A referral is when you recommend a person for a job. Yesterday it was done on personal contacts; you actually knew the person you were recommending and probably knew somebody at the other end — the company offering the job. Today, the web has proved it is not always necessary.
Look at WhoToTalkTo. It was started in 2004 as a classical-style social network. It didn’t click. Says co-founder Brian McCullough: “We learned that classical social networking does not work for word-of-mouth job search.”
In its new avatar WhoToTalkTo claims to be the first job referral exchange. “We bring jobseekers together so everyone can share and exchange the inside scoop. All you have to do is contribute a referral you know of, and you get to search the referrals posted by everybody. You can find out who’s doing the hiring, what they’re looking for and how you can contact them directly.”
Such internet referral sites are not limited to the US alone. NDTVjobs has announced a referral programme in association with Yellojobs. The highlights are the huge rewards. If you refer a person for a job and he gets hired, you could pocket up to Rs 1 lakh. In most cases, it is much lower, of course.
How does this work?
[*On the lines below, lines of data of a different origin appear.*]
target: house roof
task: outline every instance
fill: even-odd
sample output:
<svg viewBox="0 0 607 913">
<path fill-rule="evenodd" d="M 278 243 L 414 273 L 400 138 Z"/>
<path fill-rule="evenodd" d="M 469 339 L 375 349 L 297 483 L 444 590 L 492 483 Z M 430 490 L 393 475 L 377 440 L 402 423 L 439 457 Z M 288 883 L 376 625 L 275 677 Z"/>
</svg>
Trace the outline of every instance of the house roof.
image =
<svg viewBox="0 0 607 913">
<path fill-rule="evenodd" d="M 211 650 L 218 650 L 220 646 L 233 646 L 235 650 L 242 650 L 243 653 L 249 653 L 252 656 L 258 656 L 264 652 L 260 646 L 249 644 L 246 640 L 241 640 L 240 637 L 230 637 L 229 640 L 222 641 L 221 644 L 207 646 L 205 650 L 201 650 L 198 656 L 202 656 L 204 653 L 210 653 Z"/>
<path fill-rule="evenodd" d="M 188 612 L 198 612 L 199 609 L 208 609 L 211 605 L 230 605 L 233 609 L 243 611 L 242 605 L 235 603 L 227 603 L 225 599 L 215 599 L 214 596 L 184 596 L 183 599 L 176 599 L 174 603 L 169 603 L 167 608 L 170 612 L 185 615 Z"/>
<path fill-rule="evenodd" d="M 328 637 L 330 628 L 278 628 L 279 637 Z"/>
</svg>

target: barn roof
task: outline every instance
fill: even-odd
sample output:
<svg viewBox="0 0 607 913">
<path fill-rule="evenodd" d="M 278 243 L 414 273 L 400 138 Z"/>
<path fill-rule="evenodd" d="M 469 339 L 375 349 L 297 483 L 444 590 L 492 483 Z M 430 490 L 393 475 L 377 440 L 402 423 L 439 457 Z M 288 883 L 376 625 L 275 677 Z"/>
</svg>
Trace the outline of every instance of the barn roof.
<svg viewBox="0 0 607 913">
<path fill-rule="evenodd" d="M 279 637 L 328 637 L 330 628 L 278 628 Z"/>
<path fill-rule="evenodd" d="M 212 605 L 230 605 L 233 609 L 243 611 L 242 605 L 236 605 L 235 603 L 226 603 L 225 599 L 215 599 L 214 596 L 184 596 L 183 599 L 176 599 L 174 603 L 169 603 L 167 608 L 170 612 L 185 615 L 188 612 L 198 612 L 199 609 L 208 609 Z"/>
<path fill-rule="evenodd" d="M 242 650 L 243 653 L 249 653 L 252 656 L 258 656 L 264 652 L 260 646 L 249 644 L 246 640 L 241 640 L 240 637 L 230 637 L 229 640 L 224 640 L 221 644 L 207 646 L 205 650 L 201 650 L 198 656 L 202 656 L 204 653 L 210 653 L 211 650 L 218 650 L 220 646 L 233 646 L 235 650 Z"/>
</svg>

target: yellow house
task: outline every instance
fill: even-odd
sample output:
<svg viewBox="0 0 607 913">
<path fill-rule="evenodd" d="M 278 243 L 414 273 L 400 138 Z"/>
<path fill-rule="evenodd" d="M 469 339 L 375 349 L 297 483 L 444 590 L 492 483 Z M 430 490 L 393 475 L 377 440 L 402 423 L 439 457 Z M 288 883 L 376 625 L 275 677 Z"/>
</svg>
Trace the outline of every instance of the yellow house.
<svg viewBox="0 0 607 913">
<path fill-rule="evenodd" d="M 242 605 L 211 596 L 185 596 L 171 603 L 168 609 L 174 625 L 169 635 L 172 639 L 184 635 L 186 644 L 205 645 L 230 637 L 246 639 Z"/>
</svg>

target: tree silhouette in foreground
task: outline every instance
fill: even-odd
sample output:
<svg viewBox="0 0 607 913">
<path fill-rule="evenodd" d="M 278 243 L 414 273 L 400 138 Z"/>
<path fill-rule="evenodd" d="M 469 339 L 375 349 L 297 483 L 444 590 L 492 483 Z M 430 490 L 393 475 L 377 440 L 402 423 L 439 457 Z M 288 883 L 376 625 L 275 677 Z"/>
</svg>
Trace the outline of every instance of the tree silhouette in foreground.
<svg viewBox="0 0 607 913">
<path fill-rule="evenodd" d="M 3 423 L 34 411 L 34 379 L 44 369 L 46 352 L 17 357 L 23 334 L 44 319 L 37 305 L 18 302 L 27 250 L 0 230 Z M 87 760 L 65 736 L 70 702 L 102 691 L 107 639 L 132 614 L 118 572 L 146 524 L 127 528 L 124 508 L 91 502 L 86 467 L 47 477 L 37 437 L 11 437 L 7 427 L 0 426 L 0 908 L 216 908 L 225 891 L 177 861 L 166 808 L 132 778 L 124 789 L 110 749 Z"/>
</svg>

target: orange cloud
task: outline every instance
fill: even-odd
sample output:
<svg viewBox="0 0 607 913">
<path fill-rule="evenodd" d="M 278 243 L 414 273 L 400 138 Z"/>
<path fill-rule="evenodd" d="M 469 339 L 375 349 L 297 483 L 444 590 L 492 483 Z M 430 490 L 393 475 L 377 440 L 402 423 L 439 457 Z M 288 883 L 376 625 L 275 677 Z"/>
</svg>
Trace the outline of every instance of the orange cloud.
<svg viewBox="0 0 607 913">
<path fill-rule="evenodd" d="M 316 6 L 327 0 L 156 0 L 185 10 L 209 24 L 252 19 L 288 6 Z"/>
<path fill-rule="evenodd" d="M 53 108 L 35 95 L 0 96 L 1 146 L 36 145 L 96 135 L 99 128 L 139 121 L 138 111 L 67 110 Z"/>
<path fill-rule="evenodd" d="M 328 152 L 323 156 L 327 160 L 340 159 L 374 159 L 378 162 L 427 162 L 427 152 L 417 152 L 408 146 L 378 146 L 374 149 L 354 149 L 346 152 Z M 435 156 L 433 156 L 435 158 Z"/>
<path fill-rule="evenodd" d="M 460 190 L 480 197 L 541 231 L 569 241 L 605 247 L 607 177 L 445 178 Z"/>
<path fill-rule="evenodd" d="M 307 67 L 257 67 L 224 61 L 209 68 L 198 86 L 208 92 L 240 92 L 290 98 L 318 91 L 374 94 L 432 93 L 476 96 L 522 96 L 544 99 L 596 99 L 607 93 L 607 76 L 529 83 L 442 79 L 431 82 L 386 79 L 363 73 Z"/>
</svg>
The career networking site TechTribe, which recently launched FrontFoot, a referral service for mid-level professionals earning in the Rs 8-10 lakh bracket, explains how. First, employers post their jobs on TechTribe. Second, you invite your contacts and friends to join TechTribe where they can network. Third, you find a job that would be great for one of your friends. Fourth, you refer your find for the job. Finally, if he gets the job, you get Rs 10,000.
FrontFoot estimates the market size for referral jobs in India at US $400 million. In the US, a recent survey shows that 98 per cent of US companies use referrals as a recruitment device. The payments can range from a simple dinner for two to a fee of US $50,000, and that’s big money in anybody’s book.
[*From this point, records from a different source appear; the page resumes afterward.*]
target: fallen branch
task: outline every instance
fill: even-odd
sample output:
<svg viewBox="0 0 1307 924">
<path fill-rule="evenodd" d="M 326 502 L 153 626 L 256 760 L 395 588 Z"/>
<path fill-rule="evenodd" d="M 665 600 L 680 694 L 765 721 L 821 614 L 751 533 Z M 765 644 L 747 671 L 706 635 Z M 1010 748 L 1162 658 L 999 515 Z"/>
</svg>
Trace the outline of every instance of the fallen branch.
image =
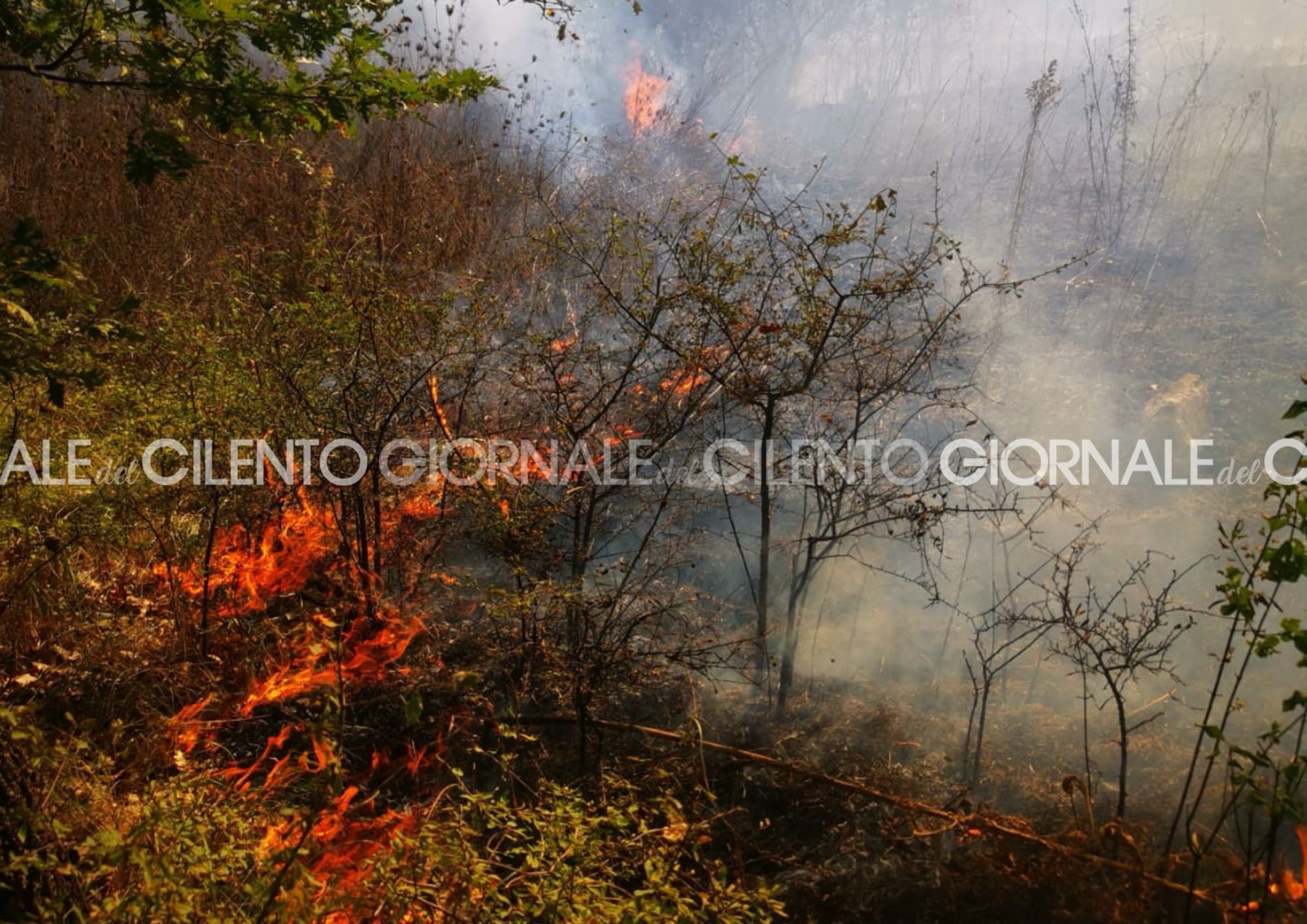
<svg viewBox="0 0 1307 924">
<path fill-rule="evenodd" d="M 519 720 L 523 725 L 575 725 L 576 719 L 571 716 L 528 716 Z M 660 738 L 663 741 L 684 741 L 685 734 L 680 732 L 672 732 L 665 728 L 650 728 L 648 725 L 635 725 L 626 721 L 610 721 L 608 719 L 587 719 L 588 724 L 597 728 L 606 728 L 616 732 L 630 732 L 633 734 L 643 734 L 648 738 Z M 931 816 L 932 818 L 941 818 L 950 822 L 951 825 L 965 825 L 967 827 L 979 827 L 984 831 L 992 834 L 999 834 L 1005 838 L 1012 838 L 1013 840 L 1022 840 L 1027 844 L 1035 844 L 1043 847 L 1044 850 L 1053 851 L 1055 853 L 1061 853 L 1063 856 L 1074 857 L 1077 860 L 1084 860 L 1086 863 L 1098 864 L 1100 866 L 1108 866 L 1123 873 L 1129 873 L 1131 876 L 1137 876 L 1145 882 L 1158 886 L 1159 889 L 1166 889 L 1168 891 L 1176 893 L 1179 895 L 1192 895 L 1193 898 L 1204 902 L 1214 902 L 1209 895 L 1199 891 L 1197 889 L 1189 890 L 1188 886 L 1179 882 L 1172 882 L 1165 877 L 1149 873 L 1138 866 L 1133 866 L 1128 863 L 1121 863 L 1120 860 L 1111 860 L 1106 856 L 1098 856 L 1097 853 L 1086 853 L 1085 851 L 1078 851 L 1074 847 L 1068 847 L 1067 844 L 1059 844 L 1056 840 L 1048 840 L 1038 834 L 1031 834 L 1029 831 L 1022 831 L 1017 827 L 1010 827 L 1002 822 L 985 818 L 979 814 L 958 814 L 955 812 L 949 812 L 948 809 L 936 808 L 935 805 L 928 805 L 925 802 L 919 802 L 915 799 L 906 799 L 903 796 L 894 796 L 881 789 L 874 789 L 869 785 L 863 785 L 861 783 L 852 783 L 850 780 L 842 780 L 838 776 L 831 776 L 830 774 L 823 774 L 819 770 L 810 770 L 808 767 L 800 766 L 797 763 L 791 763 L 788 761 L 782 761 L 775 757 L 769 757 L 767 754 L 759 754 L 754 750 L 742 750 L 740 748 L 732 748 L 731 745 L 719 744 L 716 741 L 707 741 L 704 738 L 698 738 L 695 744 L 704 750 L 715 750 L 721 754 L 729 754 L 731 757 L 740 758 L 741 761 L 750 761 L 753 763 L 763 763 L 770 767 L 776 767 L 778 770 L 784 770 L 786 772 L 795 774 L 796 776 L 804 776 L 817 783 L 823 783 L 825 785 L 833 787 L 835 789 L 843 789 L 844 792 L 852 792 L 859 796 L 865 796 L 877 802 L 884 802 L 886 805 L 894 805 L 903 809 L 904 812 L 911 812 L 914 814 Z"/>
</svg>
Though these amounts may seem high, the referral system is actually the cheapest form of recruitment. If you take the traditional route, in-house efforts are far more expensive and take up too much management time. A headhunter could easily charge 25 per cent of the annual salary of the new hire. And that means much bigger bucks.
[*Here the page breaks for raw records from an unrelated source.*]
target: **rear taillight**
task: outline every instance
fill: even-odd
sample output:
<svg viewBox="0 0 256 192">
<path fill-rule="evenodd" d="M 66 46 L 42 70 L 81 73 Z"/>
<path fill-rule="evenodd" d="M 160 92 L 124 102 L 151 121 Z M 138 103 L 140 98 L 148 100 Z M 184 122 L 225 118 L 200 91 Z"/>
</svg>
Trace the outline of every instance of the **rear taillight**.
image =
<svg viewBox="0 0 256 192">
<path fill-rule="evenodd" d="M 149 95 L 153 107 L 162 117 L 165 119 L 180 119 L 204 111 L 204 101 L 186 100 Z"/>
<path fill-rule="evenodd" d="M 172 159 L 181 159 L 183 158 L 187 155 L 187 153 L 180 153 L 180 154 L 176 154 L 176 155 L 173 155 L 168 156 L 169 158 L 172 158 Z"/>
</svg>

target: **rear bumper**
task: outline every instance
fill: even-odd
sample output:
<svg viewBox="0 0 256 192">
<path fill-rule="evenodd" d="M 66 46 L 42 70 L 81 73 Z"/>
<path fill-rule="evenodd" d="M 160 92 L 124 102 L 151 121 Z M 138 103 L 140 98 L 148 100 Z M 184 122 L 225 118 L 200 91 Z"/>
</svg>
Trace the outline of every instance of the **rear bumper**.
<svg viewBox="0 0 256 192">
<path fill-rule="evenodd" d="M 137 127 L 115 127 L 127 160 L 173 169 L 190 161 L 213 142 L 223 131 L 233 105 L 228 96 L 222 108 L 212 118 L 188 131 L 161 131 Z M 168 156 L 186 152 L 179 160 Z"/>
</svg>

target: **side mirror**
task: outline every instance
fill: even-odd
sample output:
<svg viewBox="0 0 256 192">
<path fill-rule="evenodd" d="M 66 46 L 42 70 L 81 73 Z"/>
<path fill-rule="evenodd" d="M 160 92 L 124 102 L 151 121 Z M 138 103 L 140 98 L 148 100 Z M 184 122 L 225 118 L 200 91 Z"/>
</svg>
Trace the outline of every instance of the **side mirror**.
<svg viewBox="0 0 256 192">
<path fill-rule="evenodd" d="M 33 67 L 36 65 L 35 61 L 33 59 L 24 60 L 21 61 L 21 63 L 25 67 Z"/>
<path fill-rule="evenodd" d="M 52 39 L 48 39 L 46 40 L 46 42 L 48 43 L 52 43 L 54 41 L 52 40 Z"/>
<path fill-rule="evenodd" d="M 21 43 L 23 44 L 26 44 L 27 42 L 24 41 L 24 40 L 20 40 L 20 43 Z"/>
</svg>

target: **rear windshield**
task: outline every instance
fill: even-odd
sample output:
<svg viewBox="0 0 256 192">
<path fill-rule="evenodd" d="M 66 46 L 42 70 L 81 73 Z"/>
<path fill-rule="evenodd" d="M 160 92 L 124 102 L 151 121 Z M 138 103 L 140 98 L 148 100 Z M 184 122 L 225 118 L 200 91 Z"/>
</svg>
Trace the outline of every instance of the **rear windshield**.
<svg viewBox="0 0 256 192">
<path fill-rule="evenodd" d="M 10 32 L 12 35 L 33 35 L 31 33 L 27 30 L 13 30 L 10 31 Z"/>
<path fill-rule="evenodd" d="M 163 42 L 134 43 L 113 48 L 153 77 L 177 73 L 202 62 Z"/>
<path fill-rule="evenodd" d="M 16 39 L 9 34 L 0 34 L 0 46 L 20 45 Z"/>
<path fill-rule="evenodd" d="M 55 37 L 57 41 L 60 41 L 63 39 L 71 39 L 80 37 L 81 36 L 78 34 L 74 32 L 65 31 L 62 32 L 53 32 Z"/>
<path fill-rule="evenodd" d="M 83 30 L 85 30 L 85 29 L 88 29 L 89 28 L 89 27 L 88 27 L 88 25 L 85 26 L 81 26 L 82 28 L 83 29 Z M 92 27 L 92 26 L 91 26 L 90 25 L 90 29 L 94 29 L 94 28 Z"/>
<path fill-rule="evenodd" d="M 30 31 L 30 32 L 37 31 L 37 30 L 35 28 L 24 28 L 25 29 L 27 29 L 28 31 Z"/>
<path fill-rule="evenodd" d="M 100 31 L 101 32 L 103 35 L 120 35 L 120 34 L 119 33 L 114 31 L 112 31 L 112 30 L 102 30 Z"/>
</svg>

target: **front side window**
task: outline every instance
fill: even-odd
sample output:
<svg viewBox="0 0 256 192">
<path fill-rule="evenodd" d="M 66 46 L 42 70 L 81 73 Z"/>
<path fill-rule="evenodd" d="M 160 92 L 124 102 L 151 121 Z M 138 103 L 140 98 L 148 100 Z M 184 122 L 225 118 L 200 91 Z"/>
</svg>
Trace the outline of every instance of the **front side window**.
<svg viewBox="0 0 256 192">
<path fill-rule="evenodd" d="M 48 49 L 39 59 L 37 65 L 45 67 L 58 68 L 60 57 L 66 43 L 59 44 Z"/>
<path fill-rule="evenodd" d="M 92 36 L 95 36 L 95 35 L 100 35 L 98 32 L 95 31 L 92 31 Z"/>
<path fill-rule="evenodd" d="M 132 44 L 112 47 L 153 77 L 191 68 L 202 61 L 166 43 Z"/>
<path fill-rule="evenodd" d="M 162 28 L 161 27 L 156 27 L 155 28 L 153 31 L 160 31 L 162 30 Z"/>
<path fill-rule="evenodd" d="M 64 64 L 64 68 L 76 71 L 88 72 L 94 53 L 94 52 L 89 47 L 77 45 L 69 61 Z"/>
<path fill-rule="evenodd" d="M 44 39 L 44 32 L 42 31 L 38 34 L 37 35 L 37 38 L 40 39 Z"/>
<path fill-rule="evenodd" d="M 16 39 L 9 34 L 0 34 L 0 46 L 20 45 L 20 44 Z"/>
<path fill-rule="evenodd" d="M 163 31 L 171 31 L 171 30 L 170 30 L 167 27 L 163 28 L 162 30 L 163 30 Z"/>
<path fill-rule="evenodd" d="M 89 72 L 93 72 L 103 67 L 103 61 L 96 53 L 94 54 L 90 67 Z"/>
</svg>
There is one subset you must beware of, however. That’s recommending someone for your own company. (For a contrarian view, see box.) A bad choice will raise questions about your judgment. “Yes, your HR department has to do additional vetting,” says Singh. “But unless the candidate is found to have a criminal record or something like that, there are unlikely to be any bars to entry. Remember that your referral means that you have given your approval; it is more than just passing on a name.”
There’s another reason. Complains Kamlesh, who brought his friend Govind into his erstwhile company: “When they had to downsize, I was shown the door. Govind was promoted.” The moral: don’t count your chickens, if you allow a wolf into the henhouse.
THE WHY AND THE HOW
The benefits of employee referral programmes and the proactive approach
lAlthough these programmes do incur costs, they are typically less expensive than other sources of candidates.
lGood employees know other good workers; so the quality of the candidates is likely to be high.
lThe relationship between an employee and a candidate can make it easier to sell a prospect to a new organisation.
lReach into the workforce at multiple touch points and on a regular basis.
lAggressively solicit the names of prospects, even when openings do not yet exist for them.